Suddenly impatient, Alex tossed aside the medical documents.
“Well, it’s not my game. I’m a doctor. That’s all I know. All I care about.”
“And that’s all we’re expecting you to be.”
“It can be done long distance.”
“I’m afraid not. Dimitrov would not trust your instructions coming through third persons.”
“You can’t force me to do this. Not in this country,” Alex said, surprised by his sudden outburst of belligerence.
“I know,” the Secretary said calmly. “It’s your choice.”
Alex stood up, feeling hesitant. Damn them, he thought. He disliked being forced into anything, especially decisions outside the scientific realm of abstraction. He could be bold and courageous when dealing with theoretical conclusions amid the clutter of his charts, test tubes and animals. But he had steeled himself against the cries of human suffering. He had seen too many men and women die, and he hoped it had hardened him. The process had taken years of discipline, years of controlling himself as he watched the human body wither under the onslaught of mysterious forces. But even as he pursued his scientific endeavors, he knew what he was sacrificing. He could see it in the faces of those who lived close to him—Janice, their daughter Sonia, his father. He felt isolated, blocked, cut off from humanness, as if he had forgotten its language.
He felt a shiver of that isolation now. Was there some mystical force that had sent this message to him halfway across the world, mysteriously pulling him back to his roots? No. It was just a crazy coincidence, nothing more. To believe anything else one would have to believe in fate and that was surely unscientific, beyond the limits of logic. What did he care about all this intrigue, these political stupidities wrapped in academic explanations? Even the prospect of nuclear war was an abstraction. He had speculated on its results too often not to see it as an interesting abstraction. What did he care about Dimitrov, the besieged leader, the manipulator, the keeper of the flame of all their silly dialectics? Nothing. Politics was an annoyance, a babble of words that filled newspapers. But the giant land that Dimitrov governed was very real. It was the land that called him.

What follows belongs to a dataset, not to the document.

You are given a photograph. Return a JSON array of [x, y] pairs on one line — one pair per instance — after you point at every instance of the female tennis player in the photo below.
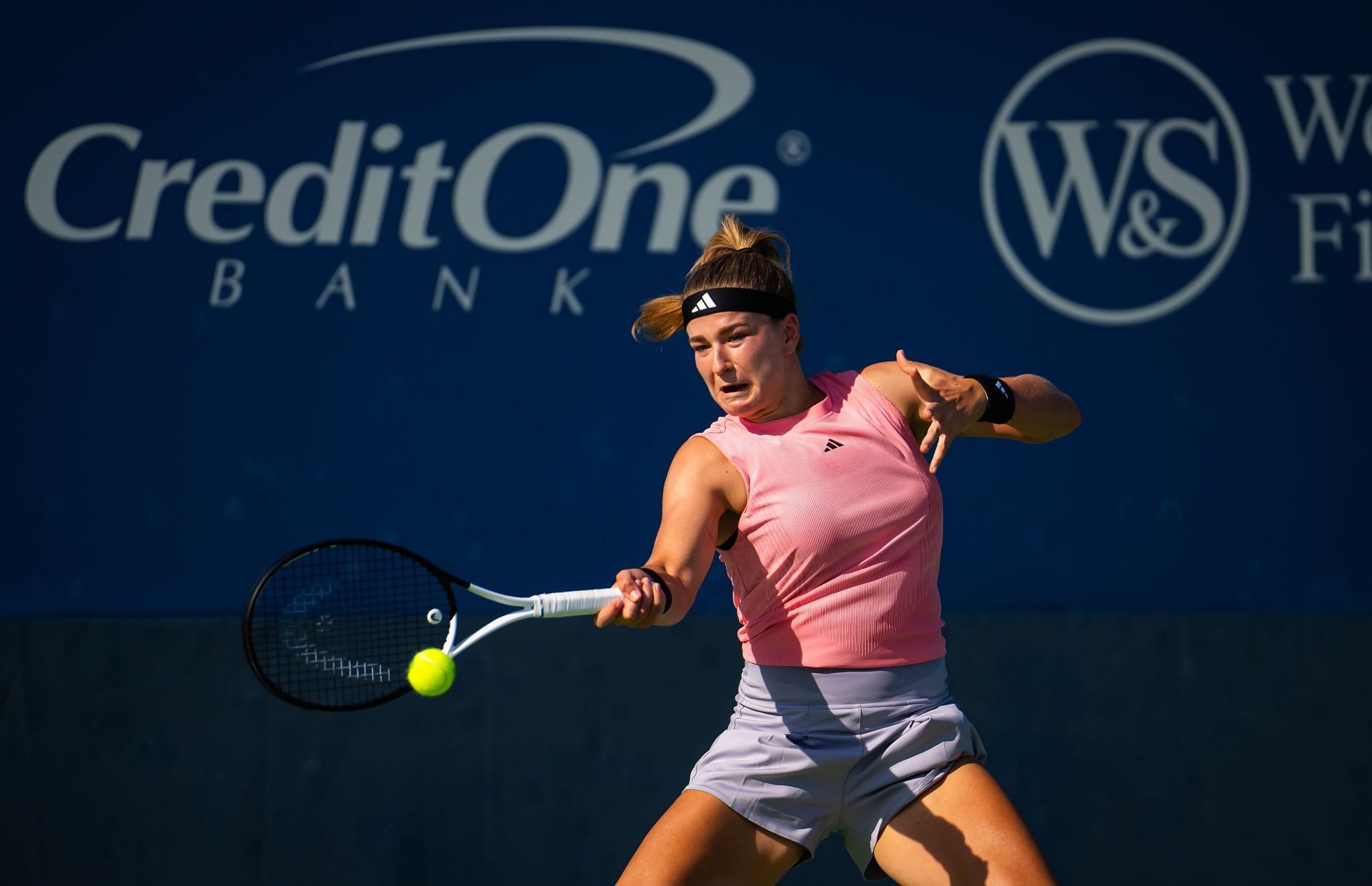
[[829, 523]]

“At least until the Politburo meeting,” Secretary Carlyle pleaded.
“I can promise nothing,” Alex said. He was thinking about his roots, not Dimitrov.
6
IVAN Vasilyevich Godorov waddled along the passageway, his fingers balancing his ungainly body against the steel panels. He stopped to look at “The Russiya’s” timetable, which was posted under glass and screwed to the far wall of the carriage. He had memorized it, knew every line, every variation of every train that traversed the ribbon of track which snaked its way back into the black pit of his own private nightmare. Kirov, 596 miles; Sverdlovsk, 1,130 miles; Omsk, 1,688 miles; Novosibirsk, 2,077 miles and Krasnoyarsk—Krasnoyarsk!
He smiled inwardly, although his hard thick features expressed only perpetual contempt. Krasnoyarsk!